Johnnybravo,
This is generic "turning" advice for anybody planning to fly near or below the recommended weight range of any weight-shift hang glider. This is not to say that I recommend that choice, but this is as much help as I can give on turning, whether the pilot is light on the glider, or maybe the air just wants to put up a fight, one day. This technique can also help anybody flying when big air gets under one wing, but beware, the air can still overpower your best efforts, at times.
The trick is to initiate a turn with a sudden yaw, not just a bank. Right turn: With arms held at the normal cruising position, hold the left arm rigid, and pull the right corner of the control bar rearward, hard and fast. Your feet will swing out toward the right side wire, and you want to keep them there. Bring the rest of your weight to the right, then. Fly the turn normally, keeping the feet to the right. The left turn is the same process, holding the right arm rigid, but with everything going to the left side instead. If you are doing this turn to enter lift, keep the bar pulled in, as the nose tries to surge upward, entering the lift.

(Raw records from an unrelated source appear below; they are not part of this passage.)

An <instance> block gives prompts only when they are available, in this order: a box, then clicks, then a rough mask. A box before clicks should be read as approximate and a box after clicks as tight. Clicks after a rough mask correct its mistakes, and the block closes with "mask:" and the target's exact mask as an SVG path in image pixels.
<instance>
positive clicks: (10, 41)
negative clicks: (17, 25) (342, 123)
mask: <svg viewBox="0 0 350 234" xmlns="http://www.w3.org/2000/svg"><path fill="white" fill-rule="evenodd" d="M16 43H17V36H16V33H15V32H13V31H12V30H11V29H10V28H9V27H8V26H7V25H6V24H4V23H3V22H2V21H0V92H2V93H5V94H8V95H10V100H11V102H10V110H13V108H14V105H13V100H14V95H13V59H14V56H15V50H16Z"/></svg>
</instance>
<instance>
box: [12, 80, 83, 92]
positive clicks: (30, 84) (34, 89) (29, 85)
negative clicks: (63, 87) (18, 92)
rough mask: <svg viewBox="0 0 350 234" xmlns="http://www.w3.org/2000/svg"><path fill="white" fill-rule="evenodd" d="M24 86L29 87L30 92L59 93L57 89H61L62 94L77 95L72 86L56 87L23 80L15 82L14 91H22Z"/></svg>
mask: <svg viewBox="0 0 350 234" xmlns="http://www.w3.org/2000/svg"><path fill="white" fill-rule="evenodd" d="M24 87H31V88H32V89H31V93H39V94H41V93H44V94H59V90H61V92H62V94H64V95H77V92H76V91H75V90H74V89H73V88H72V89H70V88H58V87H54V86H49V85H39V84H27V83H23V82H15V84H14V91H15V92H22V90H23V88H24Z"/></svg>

There are reasons why this "yaw" technique works. You out-mass the glider about three-to-one, so the hard and rapid twist of your body under the glider causes the glider to yaw toward the "feet" side in reaction. The glider enters a slight dive momentarily, dumping some of the unwanted lift, because you are also moving your weight forward a bit. Extra speed means extra control authority for the pilot, too. If the yaw is strong and fast enough, you can actually pull the inside wingtip rearward, which helps greatly when a wingtip is being lifted. The glider turns and enters that lift more nose-first, rather than getting dumped out in the opposite direction.
Now if you are light on the glider, chances are that you will need all available forward speed more often than the heavier pilots. Wind speeds may increase as altitude increases, or you may find a Venturi effect happening at the ends of a ridge, or when crossing a small valley in a ridge. Again, this "fast" technique applies to all HG pilots who need to:
* travel very fast for extended times,
* at a low drag profile,
* with fairly easy effort,
* turn slightly with precise control while at speed,
* fly with the basetube well to the rear, beyond the reach of their arms.
https://user.xmission.com/~red/fast.htm
Everything described here will need some practice, to nail down the technique, before you really need it. You will need some body-experience to get things right, not just head-knowledge.